Assyrian Australians celebrate the Assyrian New Year annually on 1 April, in Fairfield Showground. Thousands attend the New Year festival and it usually features music and theatrical performances, traditional dancers, food stalls and fireworks. Former Australian prime minister Tony Abbott and other politicians such as Chris Bowen, Craig Kelly, Tanya Plibersek, Chris Hayes and former NSW premier Bob Carr have attended the festival and made a speech. The Assyrian Australian Latin pop band Azadoota regularly performs in the annual festival.

The showground is also home to the Australia's first, largest and longest-running Eid Festival, which commenced in 1987. The festival has grown to now cater for tens of thousands of Muslims and non-Muslims and has included as guests Yusuf Islam, famous Australian footballer, Hazem El Masri, the then Governor-General of Australia, Michael Jeffery and the previous Premier of New South Wales, Kristina Keneally.

The Chinese New Year is annually celebrated in the showground with over 60,000 people attending. More than 40,000 people attend the annual Vietnamese New Year, which is held for three days from Friday to Sunday. Both feature fireworks, amusement rides and cultural performances such as dragon dancing.

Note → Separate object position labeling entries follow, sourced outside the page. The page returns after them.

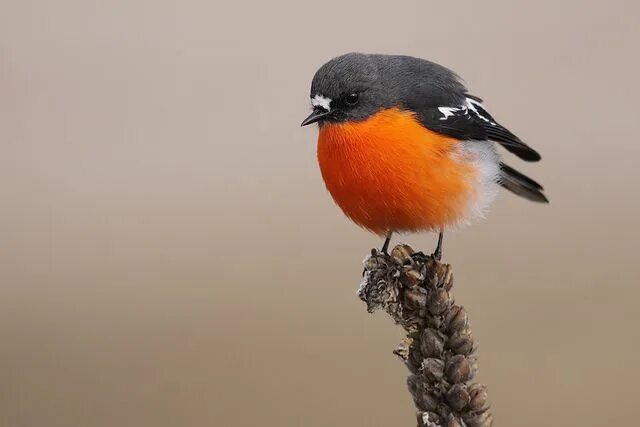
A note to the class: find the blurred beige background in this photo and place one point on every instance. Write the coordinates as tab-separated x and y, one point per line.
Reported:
170	257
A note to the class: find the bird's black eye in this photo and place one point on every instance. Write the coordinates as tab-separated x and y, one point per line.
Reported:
351	99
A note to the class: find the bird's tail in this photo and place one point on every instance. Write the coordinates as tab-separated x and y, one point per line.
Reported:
521	184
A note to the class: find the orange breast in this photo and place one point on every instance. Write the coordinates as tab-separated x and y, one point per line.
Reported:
389	173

The Fairfield Easter Fair is held at the showground and has featured amusement rides such as Bumper cars, a blacksmith exhibition, farm animals, easter egg hunt, sheep shearing, reptile shows and fireworks. A Uruguayan festival, which has been running for nearly three decades and raised $2 million of charity, features hundreds of performers and live music acts, is held annually on August and it's one of the biggest outdoor Latin festivals in Sydney's West.

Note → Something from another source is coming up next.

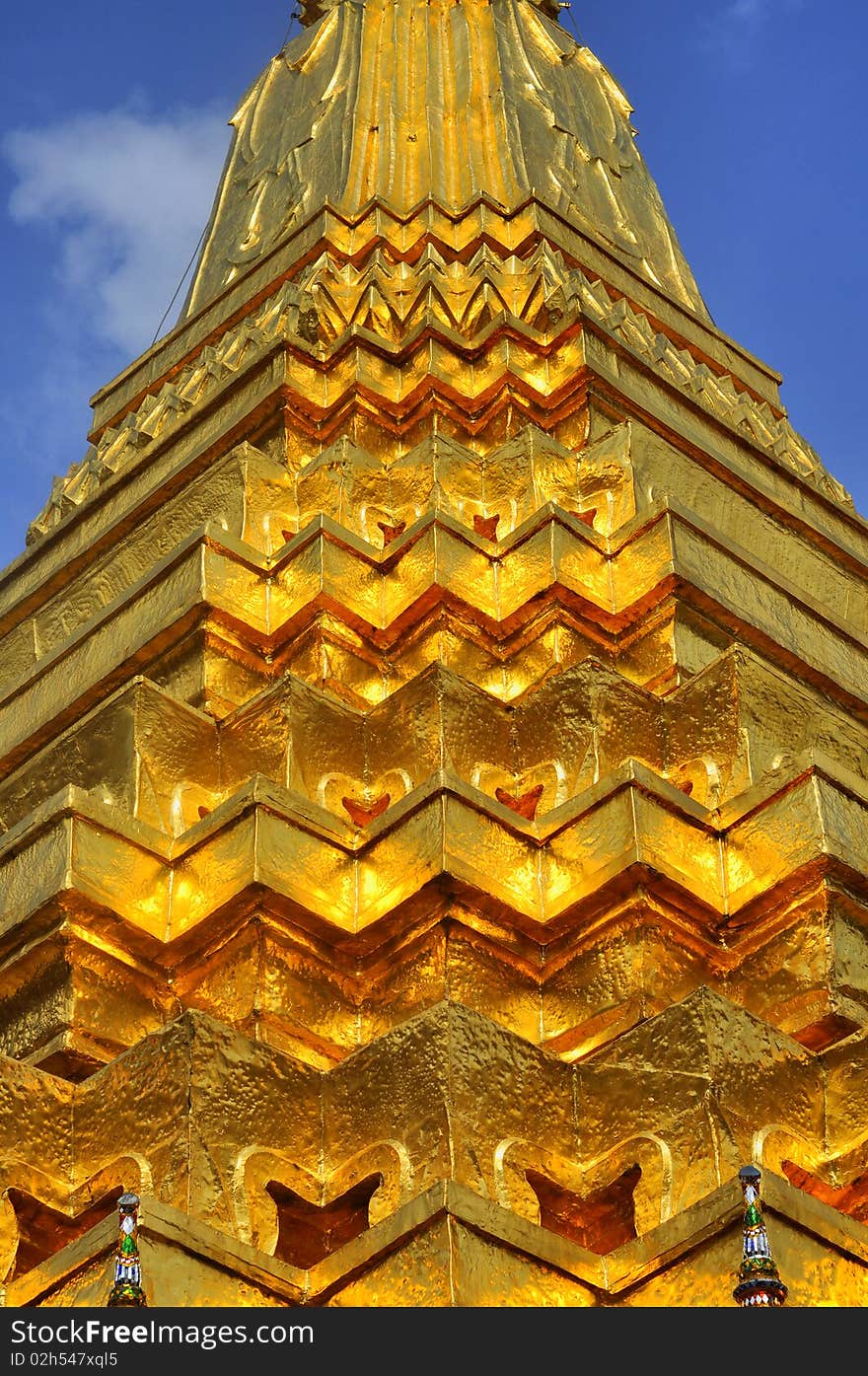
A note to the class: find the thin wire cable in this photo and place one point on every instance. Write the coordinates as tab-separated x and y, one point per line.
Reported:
295	14
192	257
574	24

Furthermore, international artists such as AC/DC have performed in the venue in 1975, playing songs from their debut album High Voltage.

==Access==
The Liverpool–Parramatta T-way has a station close to the showground, as well as a number of encircling bus stops that belong to Transit Systems. Although the main entry is from Smithfield Road, there is another entrance to the showground from Moonlight Road, on the head of Greenfield Road, to the west, which feature a sign indicating the showground's entry.